The combination of digital methods in timber construction and the increased awareness of sustainability resulting from the climate crisis have caused a disruptive boom in the timber industry.
In order to build faster, more resource-efficiently, more cost-effectively and more sustainably than before with wood, a material that is limited in terms of quantity, new methods and approaches are required. While there are numerous projects in research and application dealing with bars or solid CLT panels, the use of thin panel materials remains mostly limited to formwork or planking. This project aims to bring thin sheet materials and their structural qualities into focus.

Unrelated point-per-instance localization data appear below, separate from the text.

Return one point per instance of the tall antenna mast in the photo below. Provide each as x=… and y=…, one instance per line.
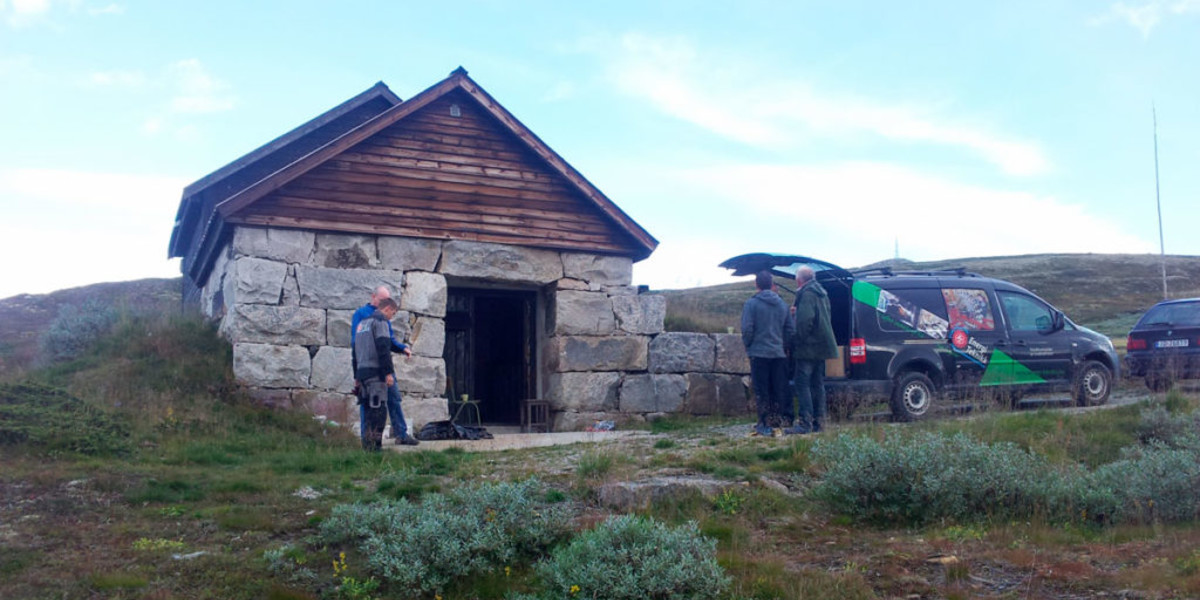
x=1162, y=247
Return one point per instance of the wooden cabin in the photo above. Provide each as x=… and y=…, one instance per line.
x=513, y=270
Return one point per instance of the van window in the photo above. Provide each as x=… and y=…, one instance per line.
x=901, y=310
x=969, y=309
x=1025, y=313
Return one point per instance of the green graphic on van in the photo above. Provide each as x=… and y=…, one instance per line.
x=969, y=310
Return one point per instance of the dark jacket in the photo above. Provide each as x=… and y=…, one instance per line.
x=766, y=329
x=371, y=354
x=814, y=334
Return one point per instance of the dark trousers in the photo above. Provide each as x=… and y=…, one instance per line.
x=810, y=394
x=769, y=379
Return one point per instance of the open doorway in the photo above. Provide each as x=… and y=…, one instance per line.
x=491, y=349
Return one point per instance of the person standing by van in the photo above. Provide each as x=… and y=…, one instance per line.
x=766, y=331
x=813, y=343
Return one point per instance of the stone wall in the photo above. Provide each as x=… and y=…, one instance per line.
x=285, y=299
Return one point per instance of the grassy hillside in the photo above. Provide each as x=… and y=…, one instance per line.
x=1107, y=292
x=25, y=317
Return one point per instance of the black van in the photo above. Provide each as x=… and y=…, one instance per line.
x=919, y=339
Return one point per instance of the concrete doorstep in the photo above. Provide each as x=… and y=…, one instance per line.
x=517, y=441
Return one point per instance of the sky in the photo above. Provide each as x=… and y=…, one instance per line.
x=851, y=131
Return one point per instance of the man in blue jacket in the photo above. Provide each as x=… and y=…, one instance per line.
x=399, y=426
x=766, y=331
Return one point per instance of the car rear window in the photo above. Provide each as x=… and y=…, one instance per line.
x=912, y=310
x=1175, y=313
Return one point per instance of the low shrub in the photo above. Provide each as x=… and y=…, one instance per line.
x=929, y=477
x=467, y=532
x=76, y=329
x=1151, y=484
x=48, y=419
x=630, y=557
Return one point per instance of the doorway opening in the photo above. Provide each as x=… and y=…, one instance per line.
x=491, y=351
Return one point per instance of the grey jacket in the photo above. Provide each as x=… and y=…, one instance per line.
x=766, y=328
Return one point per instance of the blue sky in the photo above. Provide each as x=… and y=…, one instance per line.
x=838, y=130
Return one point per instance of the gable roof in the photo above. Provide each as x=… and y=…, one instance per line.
x=207, y=231
x=201, y=197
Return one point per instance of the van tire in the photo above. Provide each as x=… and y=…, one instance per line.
x=912, y=396
x=1093, y=383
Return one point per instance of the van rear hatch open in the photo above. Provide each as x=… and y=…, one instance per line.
x=835, y=280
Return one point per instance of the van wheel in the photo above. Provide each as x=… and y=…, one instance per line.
x=1092, y=384
x=912, y=396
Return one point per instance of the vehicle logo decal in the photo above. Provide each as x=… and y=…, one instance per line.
x=970, y=347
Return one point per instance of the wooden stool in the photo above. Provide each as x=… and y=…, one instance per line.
x=534, y=415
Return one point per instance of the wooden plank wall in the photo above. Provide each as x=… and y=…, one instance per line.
x=436, y=175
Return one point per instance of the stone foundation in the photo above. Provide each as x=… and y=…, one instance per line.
x=285, y=300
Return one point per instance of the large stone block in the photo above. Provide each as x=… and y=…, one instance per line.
x=271, y=366
x=331, y=370
x=429, y=336
x=286, y=245
x=682, y=353
x=731, y=354
x=337, y=328
x=570, y=353
x=640, y=313
x=583, y=391
x=283, y=325
x=341, y=408
x=588, y=313
x=342, y=288
x=425, y=293
x=598, y=270
x=408, y=253
x=420, y=375
x=717, y=394
x=342, y=251
x=213, y=294
x=258, y=280
x=653, y=393
x=498, y=262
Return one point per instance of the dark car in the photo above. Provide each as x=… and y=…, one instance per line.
x=922, y=339
x=1164, y=346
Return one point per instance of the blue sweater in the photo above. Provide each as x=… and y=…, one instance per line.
x=367, y=311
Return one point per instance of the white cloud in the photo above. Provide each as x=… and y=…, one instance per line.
x=736, y=101
x=66, y=228
x=1146, y=16
x=865, y=204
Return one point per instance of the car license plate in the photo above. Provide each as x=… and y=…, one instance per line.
x=1171, y=343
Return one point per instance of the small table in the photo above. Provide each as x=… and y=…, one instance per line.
x=534, y=415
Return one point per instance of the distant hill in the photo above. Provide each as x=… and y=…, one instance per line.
x=1105, y=292
x=24, y=317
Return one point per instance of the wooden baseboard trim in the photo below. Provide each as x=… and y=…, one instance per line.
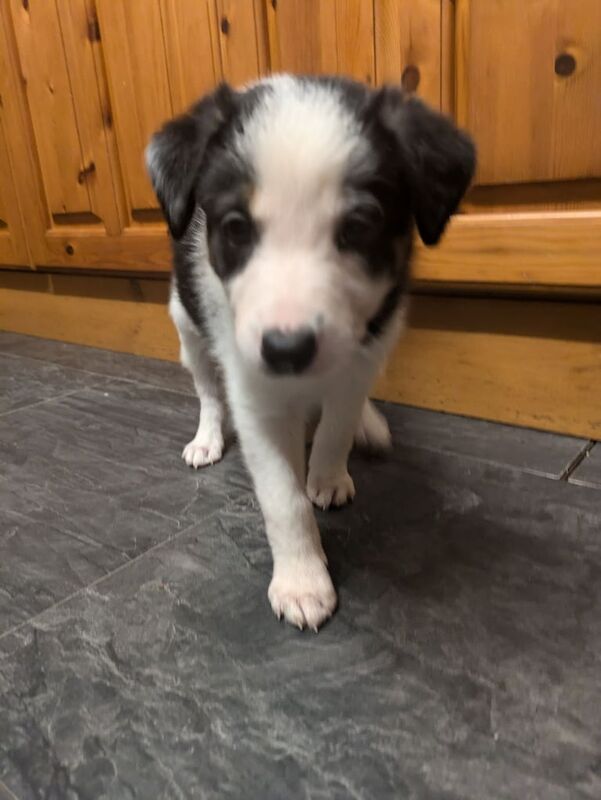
x=525, y=362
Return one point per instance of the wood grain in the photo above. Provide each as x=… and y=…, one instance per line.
x=134, y=49
x=528, y=363
x=553, y=249
x=192, y=48
x=92, y=113
x=530, y=124
x=525, y=363
x=241, y=40
x=312, y=37
x=42, y=61
x=13, y=246
x=409, y=35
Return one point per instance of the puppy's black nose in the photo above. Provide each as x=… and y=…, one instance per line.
x=288, y=352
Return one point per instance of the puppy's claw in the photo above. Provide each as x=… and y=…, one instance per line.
x=301, y=590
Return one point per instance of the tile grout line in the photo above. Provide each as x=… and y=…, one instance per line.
x=572, y=465
x=83, y=589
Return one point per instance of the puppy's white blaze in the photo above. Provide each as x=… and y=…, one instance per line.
x=301, y=142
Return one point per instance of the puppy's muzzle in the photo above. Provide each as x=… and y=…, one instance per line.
x=288, y=352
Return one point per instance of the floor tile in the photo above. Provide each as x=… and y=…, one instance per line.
x=105, y=465
x=167, y=374
x=463, y=661
x=588, y=472
x=537, y=452
x=25, y=381
x=5, y=794
x=40, y=565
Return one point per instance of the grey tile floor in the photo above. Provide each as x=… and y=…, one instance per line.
x=139, y=657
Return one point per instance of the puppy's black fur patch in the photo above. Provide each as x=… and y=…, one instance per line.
x=419, y=168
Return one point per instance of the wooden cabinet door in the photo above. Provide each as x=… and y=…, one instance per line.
x=529, y=88
x=316, y=37
x=13, y=248
x=408, y=46
x=91, y=81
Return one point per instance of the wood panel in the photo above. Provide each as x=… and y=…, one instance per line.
x=522, y=362
x=536, y=364
x=242, y=40
x=408, y=38
x=530, y=123
x=114, y=313
x=192, y=47
x=309, y=36
x=133, y=44
x=44, y=68
x=93, y=112
x=21, y=158
x=532, y=249
x=13, y=248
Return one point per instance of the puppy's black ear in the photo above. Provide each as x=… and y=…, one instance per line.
x=438, y=158
x=175, y=154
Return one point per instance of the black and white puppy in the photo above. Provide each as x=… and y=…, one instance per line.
x=291, y=205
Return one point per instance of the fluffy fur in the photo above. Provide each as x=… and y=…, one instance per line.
x=291, y=205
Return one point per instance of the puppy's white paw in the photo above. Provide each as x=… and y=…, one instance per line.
x=302, y=592
x=372, y=432
x=204, y=449
x=328, y=491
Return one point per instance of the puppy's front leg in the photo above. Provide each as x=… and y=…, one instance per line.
x=301, y=589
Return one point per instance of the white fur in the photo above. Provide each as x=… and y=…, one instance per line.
x=299, y=144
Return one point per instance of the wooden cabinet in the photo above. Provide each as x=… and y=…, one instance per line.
x=84, y=83
x=529, y=88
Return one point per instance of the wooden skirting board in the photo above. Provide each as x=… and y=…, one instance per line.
x=534, y=363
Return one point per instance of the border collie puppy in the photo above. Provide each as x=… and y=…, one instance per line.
x=291, y=205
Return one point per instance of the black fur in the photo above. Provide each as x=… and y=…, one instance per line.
x=423, y=166
x=438, y=159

The PLATES2STRUCTURES project is developing a new method for thin sheet materials that enables innovative shell-like structures. Inspired by origami techniques, flat sheets can be folded into complex three-dimensional structures with little effort. Depending on the type of folding method and geometry, either independent complex components or complete load-bearing structures can be created, which can be produced with little waste. The increased stability and aesthetic qualities of certain folding patterns, which are transferred to the wood material by milling and articulated joining, make this technique interesting for wood construction.

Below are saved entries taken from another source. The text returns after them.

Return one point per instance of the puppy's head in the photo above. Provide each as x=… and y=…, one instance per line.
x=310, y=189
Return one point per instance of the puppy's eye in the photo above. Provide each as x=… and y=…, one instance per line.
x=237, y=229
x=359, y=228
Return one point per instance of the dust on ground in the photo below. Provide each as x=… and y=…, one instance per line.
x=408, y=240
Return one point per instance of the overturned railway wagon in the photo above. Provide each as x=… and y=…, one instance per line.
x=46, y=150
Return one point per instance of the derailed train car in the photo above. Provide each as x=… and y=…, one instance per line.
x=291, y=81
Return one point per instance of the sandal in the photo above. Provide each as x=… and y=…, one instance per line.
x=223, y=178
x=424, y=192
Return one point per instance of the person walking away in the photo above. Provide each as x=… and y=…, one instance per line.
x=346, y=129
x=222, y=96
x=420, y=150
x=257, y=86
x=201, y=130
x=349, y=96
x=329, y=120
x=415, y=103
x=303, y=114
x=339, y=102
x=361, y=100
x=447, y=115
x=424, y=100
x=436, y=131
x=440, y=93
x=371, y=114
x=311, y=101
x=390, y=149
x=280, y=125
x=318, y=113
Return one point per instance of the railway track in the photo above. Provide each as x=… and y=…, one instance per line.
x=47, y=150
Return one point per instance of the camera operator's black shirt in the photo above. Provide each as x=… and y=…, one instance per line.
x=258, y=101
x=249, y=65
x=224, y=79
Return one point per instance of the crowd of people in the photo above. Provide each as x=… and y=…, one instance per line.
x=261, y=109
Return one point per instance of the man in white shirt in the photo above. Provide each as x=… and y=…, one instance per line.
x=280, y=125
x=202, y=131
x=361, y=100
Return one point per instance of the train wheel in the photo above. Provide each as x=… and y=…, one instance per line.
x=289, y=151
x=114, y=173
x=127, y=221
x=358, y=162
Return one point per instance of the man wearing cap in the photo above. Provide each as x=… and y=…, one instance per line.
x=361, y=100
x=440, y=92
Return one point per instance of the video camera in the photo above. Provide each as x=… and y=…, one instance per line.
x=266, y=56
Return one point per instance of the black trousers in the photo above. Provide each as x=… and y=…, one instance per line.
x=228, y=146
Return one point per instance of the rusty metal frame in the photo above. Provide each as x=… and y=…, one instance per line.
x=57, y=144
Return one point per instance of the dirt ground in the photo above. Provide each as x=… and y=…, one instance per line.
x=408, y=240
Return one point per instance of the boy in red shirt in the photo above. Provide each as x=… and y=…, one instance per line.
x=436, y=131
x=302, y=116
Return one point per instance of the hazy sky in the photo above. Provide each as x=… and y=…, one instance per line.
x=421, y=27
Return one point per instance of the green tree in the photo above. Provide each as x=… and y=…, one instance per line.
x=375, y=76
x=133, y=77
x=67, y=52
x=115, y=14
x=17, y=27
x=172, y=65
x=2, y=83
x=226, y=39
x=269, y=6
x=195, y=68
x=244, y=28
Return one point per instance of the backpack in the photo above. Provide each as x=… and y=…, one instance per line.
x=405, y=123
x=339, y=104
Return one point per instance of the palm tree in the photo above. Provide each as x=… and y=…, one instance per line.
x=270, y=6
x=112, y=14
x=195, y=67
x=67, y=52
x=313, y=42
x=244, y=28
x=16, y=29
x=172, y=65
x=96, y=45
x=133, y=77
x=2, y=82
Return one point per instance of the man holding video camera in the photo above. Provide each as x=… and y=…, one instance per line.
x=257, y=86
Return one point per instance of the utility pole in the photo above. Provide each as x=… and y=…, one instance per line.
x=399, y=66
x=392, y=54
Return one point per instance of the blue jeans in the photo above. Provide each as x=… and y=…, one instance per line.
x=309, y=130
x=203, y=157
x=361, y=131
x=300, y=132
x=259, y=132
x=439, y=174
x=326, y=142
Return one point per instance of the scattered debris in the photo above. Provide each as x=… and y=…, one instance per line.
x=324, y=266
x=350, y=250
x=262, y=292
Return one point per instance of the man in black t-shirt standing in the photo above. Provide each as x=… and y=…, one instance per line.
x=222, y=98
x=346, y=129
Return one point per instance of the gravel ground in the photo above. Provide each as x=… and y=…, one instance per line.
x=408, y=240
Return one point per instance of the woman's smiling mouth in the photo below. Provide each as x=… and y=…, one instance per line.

The focus of this research is to further develop the fundamentals for load-bearing components or support structures made from folded panel materials, which are produced flat and transported as compact packages to the construction site, where they are folded into their load-bearing shape.

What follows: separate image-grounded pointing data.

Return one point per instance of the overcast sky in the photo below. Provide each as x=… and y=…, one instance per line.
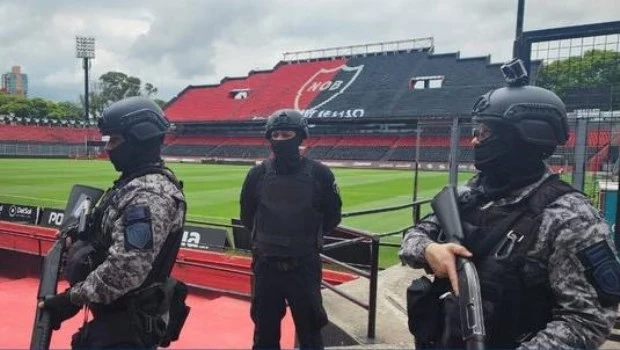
x=175, y=43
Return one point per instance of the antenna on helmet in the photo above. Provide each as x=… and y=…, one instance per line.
x=515, y=73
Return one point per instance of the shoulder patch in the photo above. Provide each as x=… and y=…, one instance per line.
x=603, y=271
x=138, y=231
x=336, y=188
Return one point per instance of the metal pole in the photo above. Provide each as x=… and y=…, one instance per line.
x=581, y=136
x=516, y=48
x=617, y=221
x=454, y=152
x=372, y=297
x=414, y=212
x=86, y=105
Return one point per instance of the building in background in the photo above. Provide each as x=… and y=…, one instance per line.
x=15, y=82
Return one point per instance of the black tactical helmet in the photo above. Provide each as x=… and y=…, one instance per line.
x=287, y=119
x=135, y=117
x=538, y=115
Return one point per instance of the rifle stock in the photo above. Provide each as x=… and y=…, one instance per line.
x=42, y=332
x=80, y=204
x=446, y=209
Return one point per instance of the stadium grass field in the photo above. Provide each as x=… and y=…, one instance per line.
x=213, y=190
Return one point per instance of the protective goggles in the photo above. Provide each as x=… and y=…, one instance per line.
x=481, y=131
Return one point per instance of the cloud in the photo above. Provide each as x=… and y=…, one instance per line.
x=176, y=43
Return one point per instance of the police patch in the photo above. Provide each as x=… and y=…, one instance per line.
x=138, y=232
x=603, y=271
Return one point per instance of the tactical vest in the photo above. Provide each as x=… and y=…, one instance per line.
x=286, y=223
x=517, y=300
x=517, y=303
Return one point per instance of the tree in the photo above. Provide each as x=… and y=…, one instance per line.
x=149, y=89
x=161, y=103
x=595, y=69
x=115, y=86
x=67, y=109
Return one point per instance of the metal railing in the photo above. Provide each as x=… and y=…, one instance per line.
x=358, y=236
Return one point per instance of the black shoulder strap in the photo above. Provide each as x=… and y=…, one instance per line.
x=269, y=168
x=526, y=217
x=552, y=189
x=526, y=227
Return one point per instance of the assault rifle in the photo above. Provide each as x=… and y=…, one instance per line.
x=470, y=302
x=76, y=218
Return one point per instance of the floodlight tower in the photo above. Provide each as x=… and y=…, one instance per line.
x=85, y=49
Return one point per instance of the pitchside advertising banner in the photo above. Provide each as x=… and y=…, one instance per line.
x=196, y=237
x=19, y=213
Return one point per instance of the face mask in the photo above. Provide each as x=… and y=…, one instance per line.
x=493, y=155
x=127, y=156
x=287, y=153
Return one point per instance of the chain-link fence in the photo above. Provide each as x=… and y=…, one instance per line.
x=23, y=149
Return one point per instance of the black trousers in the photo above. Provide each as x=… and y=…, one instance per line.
x=110, y=330
x=293, y=281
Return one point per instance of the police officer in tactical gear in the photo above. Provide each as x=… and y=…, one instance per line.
x=121, y=268
x=288, y=202
x=547, y=266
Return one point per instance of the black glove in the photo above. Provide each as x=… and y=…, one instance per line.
x=61, y=308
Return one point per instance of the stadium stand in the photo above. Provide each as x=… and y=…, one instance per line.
x=370, y=104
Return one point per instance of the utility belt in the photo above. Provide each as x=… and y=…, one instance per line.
x=152, y=316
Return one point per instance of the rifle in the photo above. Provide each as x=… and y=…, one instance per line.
x=446, y=209
x=77, y=213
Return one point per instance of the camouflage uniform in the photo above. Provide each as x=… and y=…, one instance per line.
x=569, y=225
x=126, y=269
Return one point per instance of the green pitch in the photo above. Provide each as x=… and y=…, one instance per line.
x=213, y=190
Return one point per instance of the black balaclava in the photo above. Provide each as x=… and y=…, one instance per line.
x=286, y=152
x=132, y=155
x=506, y=162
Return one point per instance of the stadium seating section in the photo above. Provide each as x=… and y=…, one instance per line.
x=416, y=84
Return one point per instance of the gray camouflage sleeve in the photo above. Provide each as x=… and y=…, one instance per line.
x=578, y=320
x=416, y=240
x=125, y=270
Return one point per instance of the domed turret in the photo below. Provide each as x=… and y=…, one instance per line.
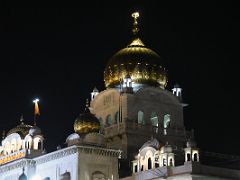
x=86, y=123
x=35, y=130
x=142, y=64
x=22, y=129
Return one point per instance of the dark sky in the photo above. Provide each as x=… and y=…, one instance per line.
x=59, y=55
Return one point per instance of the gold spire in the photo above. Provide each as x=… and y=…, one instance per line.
x=135, y=29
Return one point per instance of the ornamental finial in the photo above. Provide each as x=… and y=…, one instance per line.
x=135, y=29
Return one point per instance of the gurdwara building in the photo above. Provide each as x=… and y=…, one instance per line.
x=134, y=129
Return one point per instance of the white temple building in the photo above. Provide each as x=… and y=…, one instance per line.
x=132, y=130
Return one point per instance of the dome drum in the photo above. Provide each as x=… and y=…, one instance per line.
x=86, y=123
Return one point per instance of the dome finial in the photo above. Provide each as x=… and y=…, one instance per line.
x=21, y=119
x=135, y=29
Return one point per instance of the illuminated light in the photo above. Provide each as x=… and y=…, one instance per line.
x=36, y=100
x=135, y=15
x=36, y=177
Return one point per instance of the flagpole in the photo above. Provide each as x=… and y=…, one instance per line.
x=36, y=110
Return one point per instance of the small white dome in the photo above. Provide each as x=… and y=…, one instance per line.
x=73, y=139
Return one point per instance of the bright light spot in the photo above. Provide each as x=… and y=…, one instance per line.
x=36, y=100
x=36, y=177
x=135, y=15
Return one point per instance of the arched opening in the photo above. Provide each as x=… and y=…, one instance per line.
x=170, y=162
x=166, y=121
x=164, y=162
x=97, y=175
x=101, y=124
x=66, y=176
x=109, y=120
x=28, y=145
x=39, y=145
x=13, y=145
x=117, y=117
x=195, y=157
x=36, y=143
x=154, y=119
x=47, y=178
x=135, y=168
x=188, y=157
x=149, y=163
x=141, y=117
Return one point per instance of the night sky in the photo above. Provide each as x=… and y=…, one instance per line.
x=59, y=55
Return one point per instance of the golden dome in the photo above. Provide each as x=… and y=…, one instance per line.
x=86, y=123
x=22, y=129
x=142, y=64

The approach should lead to a holistic digital model that maps structural or fabrication qualities and therefore gives designers a way to directly investigate designs for their performance and manufacturability. It will also initiate the development of a component catalog that relates folding patterns and folding methods to fabrication and performance in order to implement this approach in the construction industry.
Plates2Structures can therefore be seen as an important development step for the implementation of wood panels as a load-bearing element in the construction industry.